Ahhh, easterly winds - bringers of cold air, bright skies and big, spectacular convective snow showers coming in off of the north sea.... No? Ok, not this time. Our current easterly wind will be a bringer of lots of cloud, and a few showers here and there, and a chilly but not bitter feel.
It isn't all slate gray clouds and no sunlight though, this morning (as you can see on the satellite picture below), there's a decent chunk of southeast and central England seeing the sunshine, as there is in northern Scotland, and a few other breaks down through western regions.
The southeast is bucking the trend a bit, as it's mostly western regions, along with the north of Scotland which are likeliest to see some sunnier spells, with the thickest, more persistent cloud and highest risk of showers in eastern parts. With the clearer skies, it's also the west and north at greatest risk of some overnight frost patches too. Temperatures by day will typically peak at 7-10c in central and western parts - with the top end of those figures reserved for areas where there's some sunshine. Head further east and it's cooler with 4-7c more typical, and with that nagging wind it'll feel colder than this if you're out and about.
Although the air coming across from the continent on this particular easterly isn't frigid, it's still cool enough and Sunday into Monday brings some slightly colder air in. We'll also see a few more in the way of showers in eastern parts during Sunday and Monday, along with southern regions for a while overnight tonight and into tomorrow, and the likelihood is that they will be wintry at times.
Colder air filtering in for a time into Sunday.
The same pattern takes us right up through to Tuesday, but then we start to see a slackening of the easterly flow, with high pressure trying to build right over the top of the UK into midweek. This should mean that Tuesday brings a bit more in the way of sunshine and a more pleasant feel to the day with lighter winds and temperatures nudging upwards a few degrees.

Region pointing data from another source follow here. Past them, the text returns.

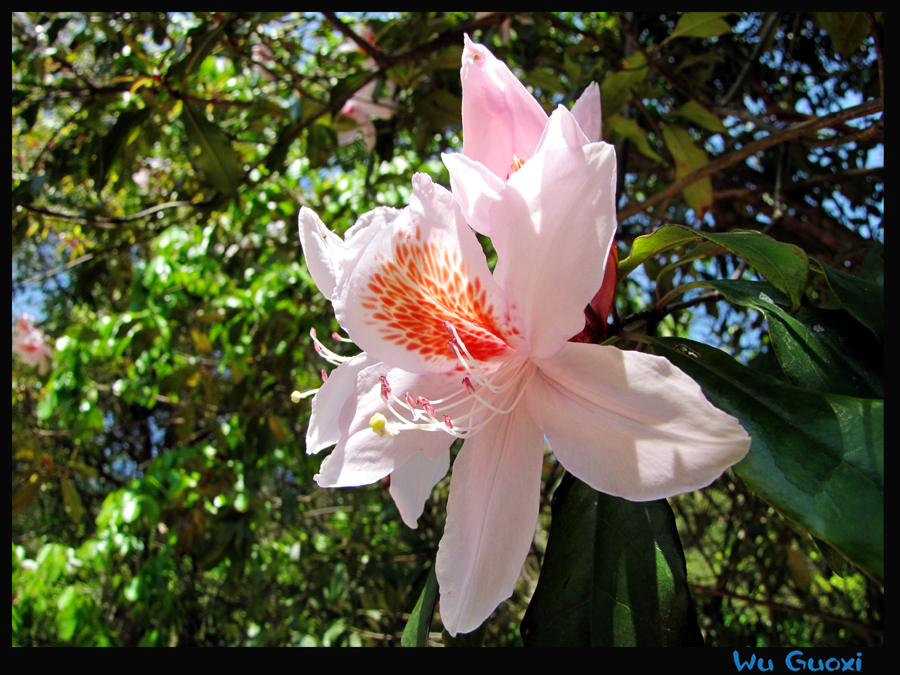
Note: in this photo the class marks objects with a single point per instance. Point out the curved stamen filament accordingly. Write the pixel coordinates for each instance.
(499, 392)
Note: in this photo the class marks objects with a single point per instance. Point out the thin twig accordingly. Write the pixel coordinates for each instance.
(790, 133)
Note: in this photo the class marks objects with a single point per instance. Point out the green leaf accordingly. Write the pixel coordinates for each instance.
(785, 266)
(696, 113)
(689, 158)
(701, 24)
(218, 160)
(614, 575)
(862, 298)
(648, 245)
(112, 143)
(822, 350)
(817, 458)
(71, 499)
(416, 632)
(631, 130)
(349, 85)
(618, 87)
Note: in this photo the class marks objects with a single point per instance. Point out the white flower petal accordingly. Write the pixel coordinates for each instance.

Wednesday continues that theme, although it's at this point the models start to diverge a litttle.. All have high pressure remaining as the main player but with it being centred somewhere west of the UK and potentially ridging northward, there is the chance of colder weather moving down across the UK. It's how sharp, widespread and long lived that this potential cold snap is which is the bone of contention between the model runs. As of this morning, the ECMWF is the chief cheerleader in terms of the potential for something colder coming through from Thursday and into the weekend, whereas the GFS is a bit less keen.